E - トーナメント分割の均衡グループ / Balanced Groups in Tournament Partition 解説 by admin
gpt-5.5-highOverview
Each group that appears through recursive splitting is an interval whose length is a power of \(2\) and whose boundaries are aligned.
We perform at most one operation that rearranges the portion of length \(K\) so that “red is on the left, white is on the right,” and we find the maximum number of groups with equal numbers of red and white people.
Analysis
Groups correspond to intervals in a segment tree
Let the number of students be \(M=2^N\).
The groups formed by recursively splitting in half are the following intervals:
- The entire interval
- The left half and right half
- Further halves of those
- \(\dots\)
This corresponds exactly to each node of a complete binary tree over an array of length \(M\), i.e., a segment tree.
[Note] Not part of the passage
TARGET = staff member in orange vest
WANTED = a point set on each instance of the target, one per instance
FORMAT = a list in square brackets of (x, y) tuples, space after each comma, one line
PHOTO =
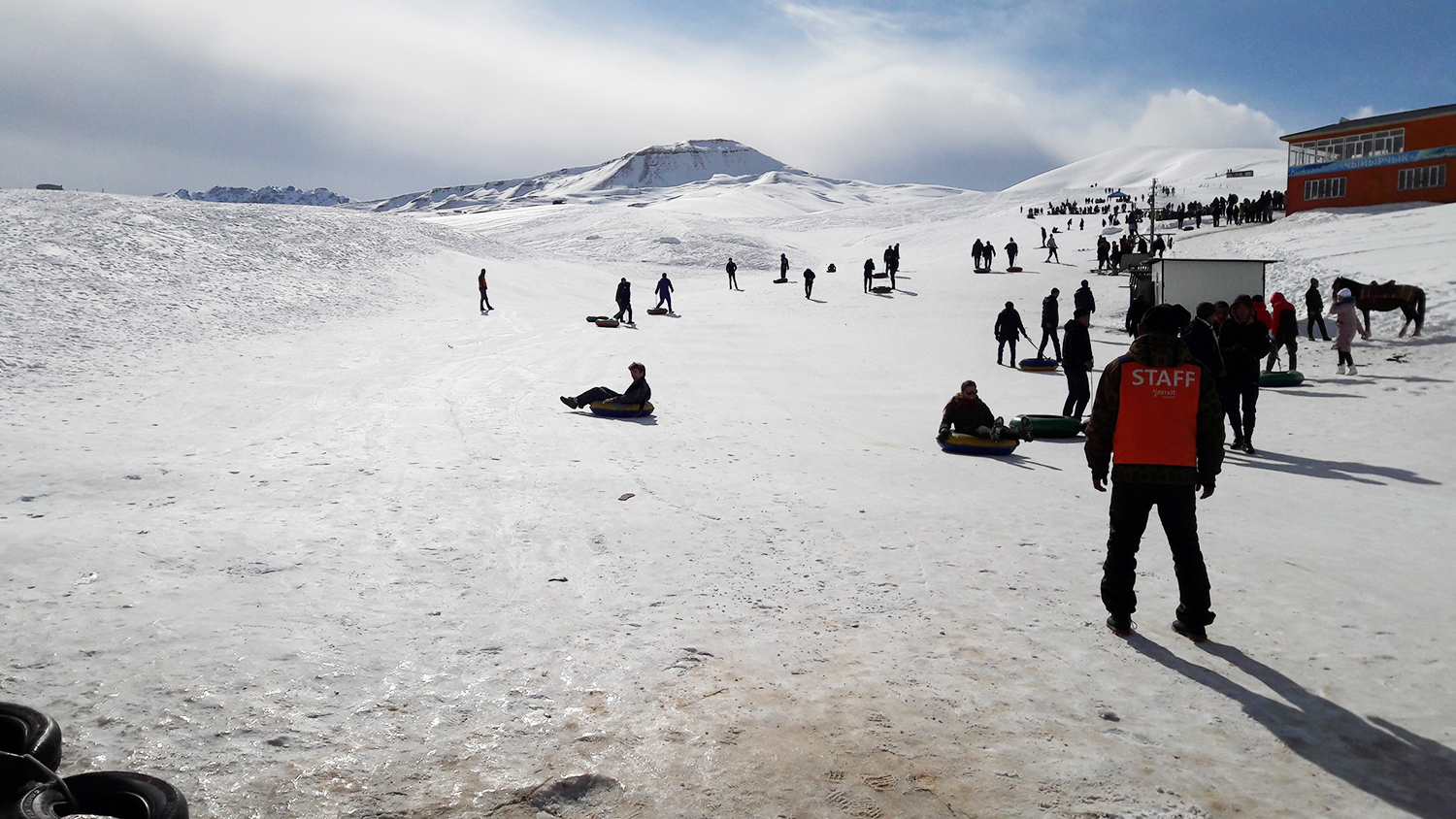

If the length of an interval is \(L\), the condition for that interval to be a balanced group is:
- The number of white hats is \(L/2\)
- The number of red hats is also \(L/2\)
If we treat character 1 as a white hat, then the interval is a balanced group if the count of 1s in it equals \(L/2\).
Note that intervals of length \(1\) cannot be balanced groups, so we do not count leaves.
Naively trying all candidates is too slow
The left endpoint of the operation interval has at most \(M-K+1\) possible values.
For each left endpoint, if we:
- Rearrange the interval
- Check whether each group is balanced
then each candidate takes \(O(M)\) time, and the total is \(O(M^2)\).
Since \(M \leq 10^6\), this is too slow.
The results of adjacent operation intervals differ in only a few places
The key observation is that when we shift the left endpoint from \(l\) to \(l+1\), the resulting sequence changes in at most \(4\) positions.
From here on, indices are \(0\)-based, and intervals are half-open \([l,l+K)\).
Let \(z\) be the number of red hats, i.e., 0s, contained in the operation interval \([l,l+K)\).
After the operation, the interval becomes:
- \([l,l+z)\) is
0 - \([l+z,l+K)\) is
1
Define the boundary as:
\[ p = l+z \]
Next, we shift the left endpoint to \(l+1\). Let \(r=l+K\), so the new interval is \([l+1,r+1)\).
Let \(z'\) be the new count of 0s:
\[ z' = z - [S_l=0] + [S_r=0] \]
Treating 0 and 1 as numerical values, this can be written as:
\[ z' = z + S_l - S_r \]
The new boundary is:
\[ q = l+1+z' \]
Then:
\[ q-p = 1 + S_l - S_r \]
so \(q-p\) is one of \(0,1,2\).
This means the number of positions whose contents change due to the boundary shift is at most \(2\).
Furthermore:
- The left endpoint \(l\) leaves the operation interval
- The right endpoint \(r\) newly enters the operation interval
so each of these causes at most \(1\) change.
Therefore, each time we shift the left endpoint by \(1\), the number of changed positions is at most:
\[ 1+2+1=4 \]
A single-position change can be handled with a segment tree update
Suppose the value at some position changes from 0 to 1, or from 1 to 0.
The only groups affected are those whose intervals contain that position.
In the segment tree, only the ancestor nodes from that position’s leaf up to the root are affected.
The number of ancestor nodes is \(O(\log M)\).
For each node:
- If it was balanced before the update, decrease the balanced group count by \(1\)
- Update the count of
1s - If it is balanced after the update, increase the balanced group count by \(1\)
This allows us to maintain the current balanced group count through updates.
Algorithm
Let \(M=2^N\).
1. Compute the case with no operation
First, compute the balanced group count for the original string \(S\).
This serves as an answer candidate.
In the segment tree, each node stores the count of 1s in its interval.
For a node with interval length \(L\), the group is balanced if its count of 1s equals \(L/2\).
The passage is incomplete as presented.